Macfarlane told The Australian: "I want to put the industry on notice that if the deposits are able to be developed they've got to be developed".
And in terms that will alarm those concerned about climate change he also said: "We've got to make sure that every molecule of gas that can come out of the ground does so.”
Trying to rush resource development projects faster than private sector wishes is dumb economics. There are good reasons for why economic wealth is likely to be maximised over the long term by allowing the private sector to be free to choose which time to progress their project.
This is an area where market-oriented economists and environmentalists can probably agree, while politicians of both political persuasions will fervently disagree (Labor are similar to the Liberals on this topic).
Rushing resource projects into production is heavily favoured by politicians because they are typically only around for a short period of time.
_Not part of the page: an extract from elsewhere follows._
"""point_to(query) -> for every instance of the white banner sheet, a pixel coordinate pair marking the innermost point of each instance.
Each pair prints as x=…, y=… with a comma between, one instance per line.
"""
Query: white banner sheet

As they say a week is a long time in politics, and politicians have a preponderance to think within the three-year timeframe between elections. At best a minister might hold their portfolio for six years. By nine years the odds are the electorate will grow tired of you even with a good record.
Accelerating resource development sounds great to a politician because it means they get to see the the jobs, investment and taxation revenue while they’re still in office. Sure, that might come at the expense of benefits down the track but 'who cares' says the politician because they won’t be around.
The problem is that this may not maximise the cash flows of the resource - not just for mining shareholders, but also for the Australian people who tend to be around for 70-plus years. By allowing companies to make their own decisions about when to develop projects it can actually help the community as a whole because of two reasons related to companies maximising profit:
We’ve already seen that there are limits to how many gas resource projects we can bring online at the same time before we see cost blowouts. The rush of LNG projects in northern WA and Gladstone, Queensland have all experienced serious capacity constraints in construction personnel and capability. In addition we’ve seen how the mining and LNG boom has led to crowding out of other sectors of the economy. Some of these sectors may provide greater longevity of employment and income than a construction boom, but have struggled to survive through its short-term inflationary spike in costs.
If anything this illustrates that even the private sector tends to rush resource projects too fast. That’s because they are in a competitive situation with other miners, and won’t be thinking to maximise long-term cashflows for the entire Australian resource base. So the last thing we need is governments trying to push them even faster, unless of course we’d like to be charitable to India, China, Japan and Korea by giving them cheaper commodities.
Studies of human psychology find that people feel a loss of income far more severely than a gain. Also people experience rapidly diminishing returns with further gains in income. For these reasons a steady but maybe slow rise in incomes is far better for people’s sense of welfare than a rapid rise in income followed by a bust.
Politicians trying to impose their own preferred timetables for resource development is more akin to Soviet Russia than liberal free markets. And it’s equally bad for the Australian community.